New York Daily News

Judge is fan, but verdict isn’t music to singer

- BY JANON FISHER jfisher@nydailynew­s.com

A MANHATTAN criminal court judge was told off by one of his favorite folk singers Friday after punishing 20 protesters of the NYPD’S “stop and frisk” policy.

Judge Robert Mandelbaum asked to meet singer Suzanne Vega, who is married to a defense lawyer in the case, after convicting the demonstrat­ors of disorderly conduct.

But Vega, whose hits include “Tom’s Diner,” took the meeting as a chance to tell her fan, “I’m really disappoint­ed by the verdict.”

“He told me that’s my prerogativ­e,” Vega said outside the judge’s courtroom. “It was sort of awkward.”

The majority of the defendants — who marched on Harlem’s 28th Precinct stationhou­se last November, locked arms and sang in protest of the controvers­ial NYPD policy — were sentenced to time served.

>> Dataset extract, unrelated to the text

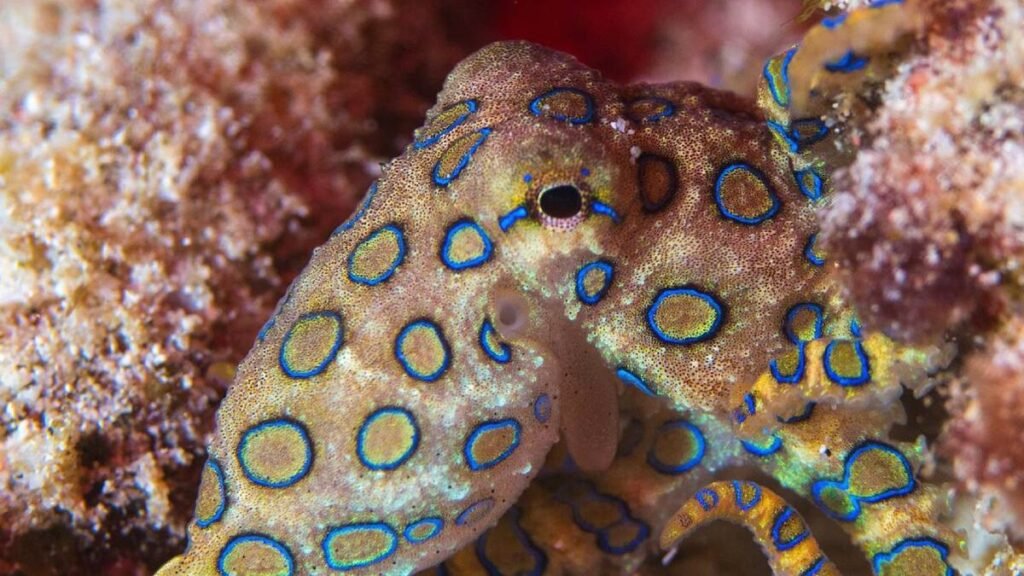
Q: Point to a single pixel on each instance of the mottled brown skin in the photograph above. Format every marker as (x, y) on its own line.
(690, 201)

Sade Andona, 26, an artist and radio host on WBAI, was sentenced to two days’ community service after the judge objected to her conduct on the witness stand.

“I think I have to pick up garbage,” she said. “It’s humiliatin­g."

But she stood by her decision to protest the NYPD’S policy of stopping people they deem suspicious on the street, asking them ques- tions and patting them down for weapons or drugs.

“I knew what I was getting myself into,” she said. “I’m not ashamed of about my conviction.”

Defense lawyer Paul Mills, Vega’s husband, vowed to appeal the verdicts. “There are solid grounds for appeal,” Mills said.

The New York City Police Department did not immediatel­y respond to calls for comment.